L’augmentation de la population, nourrie par une immigration importante et un taux de fécondité bien supérieur à celui de l’Hexagone (4,7enfants par femme contre 1,6), accentue les tensions. Avec une croissance démographique de 3,8 % par an, Mayotte affiche la plus forte densité de population parmi les départements français. L’âge médian, de 23 ans contre 41ans dans l’ensemble de la France, fait de l’île le territoire le plus jeune de la République, mais aussi l’un des plus vulnérables.
Cette jeunesse, confrontée à un chômage massif (34 % de la population active), évolue dans un environnement marqué par l’absence d’infrastructures, la prolifération des bidonvilles et un système éducatif déficient.
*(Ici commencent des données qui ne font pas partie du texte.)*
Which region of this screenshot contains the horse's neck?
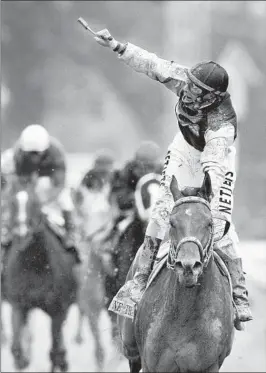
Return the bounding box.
[17,224,50,270]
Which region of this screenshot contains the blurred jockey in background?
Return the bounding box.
[111,141,163,215]
[1,124,79,263]
[95,29,252,321]
[75,149,115,239]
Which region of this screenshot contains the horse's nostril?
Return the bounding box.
[193,261,202,270]
[176,261,183,269]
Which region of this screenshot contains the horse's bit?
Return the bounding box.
[167,196,213,270]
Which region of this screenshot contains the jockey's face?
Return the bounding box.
[182,79,217,110]
[182,79,205,106]
[27,151,44,164]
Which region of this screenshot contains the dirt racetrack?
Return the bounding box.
[1,242,266,372]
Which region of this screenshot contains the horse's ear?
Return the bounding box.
[198,172,212,202]
[170,175,182,201]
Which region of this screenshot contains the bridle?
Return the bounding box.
[167,196,213,270]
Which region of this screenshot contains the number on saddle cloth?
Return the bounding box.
[135,173,161,221]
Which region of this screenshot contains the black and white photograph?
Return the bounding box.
[1,0,266,373]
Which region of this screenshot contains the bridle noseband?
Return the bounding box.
[167,196,213,270]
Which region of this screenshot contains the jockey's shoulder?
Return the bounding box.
[49,136,66,157]
[1,147,15,175]
[208,93,237,131]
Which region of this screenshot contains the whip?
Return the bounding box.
[78,17,100,38]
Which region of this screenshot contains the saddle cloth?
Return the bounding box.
[42,206,66,238]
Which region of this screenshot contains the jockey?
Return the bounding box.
[1,124,79,262]
[92,29,252,321]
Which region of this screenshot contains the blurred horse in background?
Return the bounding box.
[72,170,115,371]
[105,173,161,346]
[4,180,77,372]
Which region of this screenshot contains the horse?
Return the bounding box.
[105,172,161,340]
[105,210,147,341]
[117,174,234,373]
[72,179,114,372]
[4,178,77,372]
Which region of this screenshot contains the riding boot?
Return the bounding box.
[63,210,81,264]
[226,258,253,322]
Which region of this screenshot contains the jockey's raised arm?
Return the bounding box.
[95,29,188,96]
[118,43,187,96]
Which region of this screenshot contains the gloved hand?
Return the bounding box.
[94,28,118,49]
[35,176,53,203]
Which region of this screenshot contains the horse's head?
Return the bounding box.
[168,173,213,287]
[10,182,42,241]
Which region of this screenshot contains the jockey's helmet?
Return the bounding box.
[182,61,229,108]
[18,124,50,153]
[94,149,115,171]
[135,141,161,163]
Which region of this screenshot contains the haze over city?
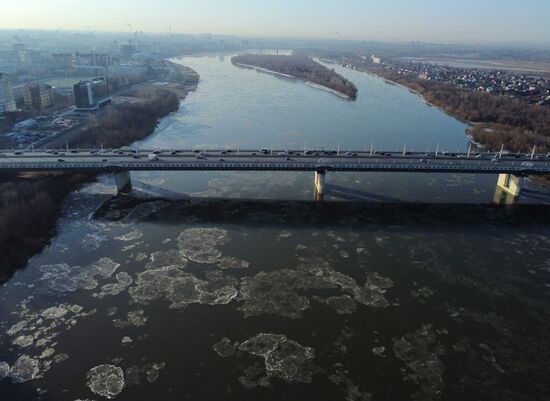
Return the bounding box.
[0,0,550,401]
[0,0,550,45]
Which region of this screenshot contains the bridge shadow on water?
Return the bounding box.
[93,191,550,232]
[325,184,400,203]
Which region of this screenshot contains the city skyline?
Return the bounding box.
[0,0,550,44]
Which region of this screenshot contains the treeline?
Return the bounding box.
[368,66,550,152]
[66,89,179,148]
[0,174,95,284]
[231,54,357,99]
[0,89,184,284]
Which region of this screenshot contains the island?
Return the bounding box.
[231,54,357,99]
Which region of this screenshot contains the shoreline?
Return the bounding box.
[304,81,351,100]
[233,63,351,100]
[233,63,296,79]
[0,63,199,285]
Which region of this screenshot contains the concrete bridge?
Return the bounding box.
[0,149,550,202]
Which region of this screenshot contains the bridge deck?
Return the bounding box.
[0,150,550,175]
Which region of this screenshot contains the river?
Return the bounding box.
[0,55,550,401]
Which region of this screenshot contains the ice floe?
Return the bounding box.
[86,365,125,399]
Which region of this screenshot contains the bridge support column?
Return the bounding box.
[497,174,523,198]
[113,170,132,193]
[314,170,327,195]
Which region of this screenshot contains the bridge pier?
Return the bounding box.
[113,170,132,193]
[313,170,327,195]
[497,174,524,198]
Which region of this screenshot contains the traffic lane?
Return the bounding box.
[0,156,547,168]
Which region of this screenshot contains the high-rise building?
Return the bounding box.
[73,78,111,111]
[22,84,53,111]
[51,53,74,70]
[0,72,17,114]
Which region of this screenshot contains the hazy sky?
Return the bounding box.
[4,0,550,44]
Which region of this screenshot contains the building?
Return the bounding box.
[22,84,53,111]
[12,42,25,52]
[73,78,112,111]
[19,50,42,65]
[76,52,113,67]
[51,53,74,70]
[0,72,17,114]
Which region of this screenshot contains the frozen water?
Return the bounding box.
[239,333,317,384]
[178,228,229,263]
[13,336,34,348]
[218,256,250,270]
[0,362,10,381]
[115,229,143,241]
[146,249,188,269]
[10,355,40,383]
[212,337,235,358]
[86,365,124,399]
[393,325,445,400]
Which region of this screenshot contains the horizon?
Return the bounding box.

Ces facteurs combinés ont transformé Mayotte en une véritable poudrière sociale.
Lancée en avril 2023, l’opération WUAMBUSHU visait à démanteler les bidonvilles et à lutter contre l’immigration clandestine. Si elle a bénéficié d’une couverture médiatique importante, ses résultats restent mitigés, reflétant les limites des politiques publiques dans un contexte aussi complexe.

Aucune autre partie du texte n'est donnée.